I have a vendor that uses a service, mailtrack.io, which embeds a single white pixel into email messages for tracking purposes.  When the message is opened, unbeknownst to you, your mail client will render the white pixel and then I assume mailtrack.io informs the sender that the message was read.   Pretty simple actually and clever.  But I’m watching outbound traffic and I saw the outbound connection to mailtrack.io.  When I opened the source of the email, I noticed the line calling the hosted pixel which clued me into what was happening.
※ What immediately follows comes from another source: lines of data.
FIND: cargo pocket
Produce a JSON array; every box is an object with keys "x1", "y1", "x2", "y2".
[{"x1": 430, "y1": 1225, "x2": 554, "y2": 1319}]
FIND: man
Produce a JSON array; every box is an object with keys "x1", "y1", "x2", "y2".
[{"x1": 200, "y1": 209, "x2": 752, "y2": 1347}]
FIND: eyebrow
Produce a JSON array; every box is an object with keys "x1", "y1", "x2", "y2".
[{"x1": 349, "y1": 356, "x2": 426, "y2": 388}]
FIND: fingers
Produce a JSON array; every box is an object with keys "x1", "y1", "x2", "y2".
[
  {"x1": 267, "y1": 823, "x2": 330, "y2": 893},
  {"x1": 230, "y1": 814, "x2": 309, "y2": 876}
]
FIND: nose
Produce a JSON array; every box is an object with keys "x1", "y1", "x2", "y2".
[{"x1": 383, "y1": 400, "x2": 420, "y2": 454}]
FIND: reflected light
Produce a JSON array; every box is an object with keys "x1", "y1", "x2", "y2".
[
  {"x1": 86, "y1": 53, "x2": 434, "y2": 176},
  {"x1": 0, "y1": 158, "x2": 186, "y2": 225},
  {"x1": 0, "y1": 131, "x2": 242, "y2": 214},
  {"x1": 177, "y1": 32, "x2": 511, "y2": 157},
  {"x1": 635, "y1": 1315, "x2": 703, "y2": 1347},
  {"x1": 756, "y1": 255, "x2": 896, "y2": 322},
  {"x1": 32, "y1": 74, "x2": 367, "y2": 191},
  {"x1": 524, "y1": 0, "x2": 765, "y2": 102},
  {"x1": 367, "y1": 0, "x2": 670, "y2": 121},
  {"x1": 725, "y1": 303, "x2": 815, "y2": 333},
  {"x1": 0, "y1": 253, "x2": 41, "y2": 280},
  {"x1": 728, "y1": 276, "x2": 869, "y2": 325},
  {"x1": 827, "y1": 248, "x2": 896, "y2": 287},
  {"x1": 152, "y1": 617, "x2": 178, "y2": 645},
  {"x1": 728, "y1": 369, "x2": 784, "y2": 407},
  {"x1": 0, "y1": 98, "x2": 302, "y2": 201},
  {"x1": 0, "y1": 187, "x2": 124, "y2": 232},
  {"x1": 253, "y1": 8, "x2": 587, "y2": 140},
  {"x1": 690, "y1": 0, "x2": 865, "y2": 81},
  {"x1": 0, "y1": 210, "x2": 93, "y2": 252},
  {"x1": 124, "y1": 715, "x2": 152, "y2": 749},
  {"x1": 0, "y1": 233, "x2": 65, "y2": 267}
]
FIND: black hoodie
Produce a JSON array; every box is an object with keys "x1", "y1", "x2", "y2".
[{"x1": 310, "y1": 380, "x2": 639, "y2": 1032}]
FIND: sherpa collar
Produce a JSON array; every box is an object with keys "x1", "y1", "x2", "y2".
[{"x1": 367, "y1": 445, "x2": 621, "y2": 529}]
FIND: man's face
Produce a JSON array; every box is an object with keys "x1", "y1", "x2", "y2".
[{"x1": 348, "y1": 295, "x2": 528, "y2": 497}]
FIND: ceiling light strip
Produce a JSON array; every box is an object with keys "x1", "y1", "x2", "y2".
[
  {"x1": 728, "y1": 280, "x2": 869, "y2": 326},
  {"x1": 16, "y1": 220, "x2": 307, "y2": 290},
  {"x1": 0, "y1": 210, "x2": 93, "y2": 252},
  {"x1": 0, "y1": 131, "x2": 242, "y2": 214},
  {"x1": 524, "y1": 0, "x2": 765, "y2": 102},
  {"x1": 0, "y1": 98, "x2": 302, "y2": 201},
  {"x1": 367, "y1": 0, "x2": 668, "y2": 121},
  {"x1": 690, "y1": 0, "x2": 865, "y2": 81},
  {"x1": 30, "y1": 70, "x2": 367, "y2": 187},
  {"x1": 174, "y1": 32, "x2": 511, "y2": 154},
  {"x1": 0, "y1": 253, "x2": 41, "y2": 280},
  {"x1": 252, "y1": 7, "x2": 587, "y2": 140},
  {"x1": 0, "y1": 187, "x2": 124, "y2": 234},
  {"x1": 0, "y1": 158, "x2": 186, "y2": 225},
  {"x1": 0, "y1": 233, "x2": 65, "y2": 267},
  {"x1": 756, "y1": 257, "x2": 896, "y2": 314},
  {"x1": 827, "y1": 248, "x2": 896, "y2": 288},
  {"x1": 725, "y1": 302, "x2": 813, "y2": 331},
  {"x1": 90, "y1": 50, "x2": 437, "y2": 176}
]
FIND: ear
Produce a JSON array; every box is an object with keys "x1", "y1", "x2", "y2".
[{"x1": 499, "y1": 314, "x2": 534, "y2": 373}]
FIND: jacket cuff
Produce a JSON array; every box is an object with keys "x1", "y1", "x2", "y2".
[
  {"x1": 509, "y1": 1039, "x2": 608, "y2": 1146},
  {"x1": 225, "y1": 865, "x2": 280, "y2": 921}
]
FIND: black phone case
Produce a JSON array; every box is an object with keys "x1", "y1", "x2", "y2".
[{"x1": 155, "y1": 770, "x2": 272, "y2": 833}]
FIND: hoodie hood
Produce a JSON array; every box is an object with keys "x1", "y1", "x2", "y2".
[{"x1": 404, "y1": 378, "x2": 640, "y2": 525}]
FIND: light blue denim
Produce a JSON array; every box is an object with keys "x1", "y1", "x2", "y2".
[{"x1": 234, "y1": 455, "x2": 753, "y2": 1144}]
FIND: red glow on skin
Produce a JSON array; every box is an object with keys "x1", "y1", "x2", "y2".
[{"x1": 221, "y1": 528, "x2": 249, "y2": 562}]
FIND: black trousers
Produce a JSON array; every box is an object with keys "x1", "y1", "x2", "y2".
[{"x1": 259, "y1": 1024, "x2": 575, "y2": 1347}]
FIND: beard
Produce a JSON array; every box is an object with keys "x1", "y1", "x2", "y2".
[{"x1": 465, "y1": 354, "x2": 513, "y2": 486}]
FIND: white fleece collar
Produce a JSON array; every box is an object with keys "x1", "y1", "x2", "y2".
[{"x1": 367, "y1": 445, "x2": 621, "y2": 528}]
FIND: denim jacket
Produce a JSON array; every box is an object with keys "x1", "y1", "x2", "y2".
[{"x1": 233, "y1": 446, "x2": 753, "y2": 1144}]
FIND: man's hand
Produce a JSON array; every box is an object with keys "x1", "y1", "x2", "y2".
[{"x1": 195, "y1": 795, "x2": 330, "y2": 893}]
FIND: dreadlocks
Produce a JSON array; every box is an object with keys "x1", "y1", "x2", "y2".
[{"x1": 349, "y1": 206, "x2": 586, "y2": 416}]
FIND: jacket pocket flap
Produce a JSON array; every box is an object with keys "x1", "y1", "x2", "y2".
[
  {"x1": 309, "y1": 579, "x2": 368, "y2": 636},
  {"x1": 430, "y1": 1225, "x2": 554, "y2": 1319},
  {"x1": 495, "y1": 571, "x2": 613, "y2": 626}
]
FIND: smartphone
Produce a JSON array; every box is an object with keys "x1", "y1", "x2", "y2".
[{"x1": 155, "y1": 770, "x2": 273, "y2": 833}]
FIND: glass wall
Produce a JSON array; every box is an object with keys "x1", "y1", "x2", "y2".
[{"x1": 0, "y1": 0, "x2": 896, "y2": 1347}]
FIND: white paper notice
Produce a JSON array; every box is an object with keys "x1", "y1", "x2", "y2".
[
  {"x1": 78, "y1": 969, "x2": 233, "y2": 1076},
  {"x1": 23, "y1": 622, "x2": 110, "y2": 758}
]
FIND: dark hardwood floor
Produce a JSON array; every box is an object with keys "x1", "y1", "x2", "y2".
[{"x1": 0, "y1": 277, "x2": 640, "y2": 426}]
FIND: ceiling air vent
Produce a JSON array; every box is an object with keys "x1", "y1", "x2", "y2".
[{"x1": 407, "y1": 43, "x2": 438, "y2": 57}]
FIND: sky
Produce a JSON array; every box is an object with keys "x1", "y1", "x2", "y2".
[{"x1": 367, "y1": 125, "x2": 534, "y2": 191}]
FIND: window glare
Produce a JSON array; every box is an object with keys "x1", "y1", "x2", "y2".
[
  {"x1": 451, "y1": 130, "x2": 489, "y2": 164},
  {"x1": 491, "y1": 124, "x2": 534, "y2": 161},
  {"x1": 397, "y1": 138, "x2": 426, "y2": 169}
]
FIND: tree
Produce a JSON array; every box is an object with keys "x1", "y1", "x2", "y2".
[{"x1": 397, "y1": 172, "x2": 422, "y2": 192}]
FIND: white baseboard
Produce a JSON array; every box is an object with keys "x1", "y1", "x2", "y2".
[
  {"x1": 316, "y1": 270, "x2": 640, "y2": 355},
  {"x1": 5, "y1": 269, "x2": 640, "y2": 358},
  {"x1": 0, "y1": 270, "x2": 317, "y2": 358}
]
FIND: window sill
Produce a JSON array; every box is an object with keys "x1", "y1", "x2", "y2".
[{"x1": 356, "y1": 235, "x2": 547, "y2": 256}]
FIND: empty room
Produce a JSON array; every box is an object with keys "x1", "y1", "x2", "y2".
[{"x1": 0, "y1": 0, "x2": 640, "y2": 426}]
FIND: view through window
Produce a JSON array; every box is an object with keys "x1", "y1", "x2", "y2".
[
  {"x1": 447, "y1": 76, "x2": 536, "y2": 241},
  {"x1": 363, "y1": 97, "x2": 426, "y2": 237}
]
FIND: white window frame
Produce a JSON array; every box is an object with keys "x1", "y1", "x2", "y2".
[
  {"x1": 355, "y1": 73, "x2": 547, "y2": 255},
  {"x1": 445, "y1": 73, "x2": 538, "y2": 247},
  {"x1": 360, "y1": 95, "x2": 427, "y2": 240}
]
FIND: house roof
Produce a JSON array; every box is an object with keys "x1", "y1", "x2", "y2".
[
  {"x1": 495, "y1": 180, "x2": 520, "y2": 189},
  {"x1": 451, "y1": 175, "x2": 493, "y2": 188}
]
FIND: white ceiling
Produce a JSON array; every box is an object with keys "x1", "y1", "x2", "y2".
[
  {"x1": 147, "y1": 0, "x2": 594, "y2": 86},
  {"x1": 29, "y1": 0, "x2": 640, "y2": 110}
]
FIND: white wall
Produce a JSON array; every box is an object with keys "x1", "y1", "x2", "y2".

Prevention is simple -- the pixel is hosted on a web server and in order to connect back, it needs to lookup the url for the web host.  We can use a hosts entry in order to point that url to 127.0.0.1 (localhost) or a DNS entry to block the entire domain.  For DNS, you have to consider that you’re not always using the same DNS servers which is why I think the hosts file works well – assuming you’re reading your mail on the same machine.  You could also block the traffic at the firewall but you’re subject to the same problem as with the DNS solution in that if you move networks, this other firewall is not blocking the requests.

For the hosts file solution, edit your hosts file and just add mailtrack.io next to localhost.

127.0.0.1       localhost mailtrack.io

# The following lines are desirable for IPv6 capable hosts
::1     ip6-localhost ip6-loopback
fe00::0 ip6-localnet
ff00::0 ip6-mcastprefix
ff02::1 ip6-allnodes
ff02::2 ip6-allrouters

When your mail client attempts to render the image, the lookup will point back to localhost and mailtrack.io will never receive the pingback.  This method should work for any service such as this one which uses a hosted object.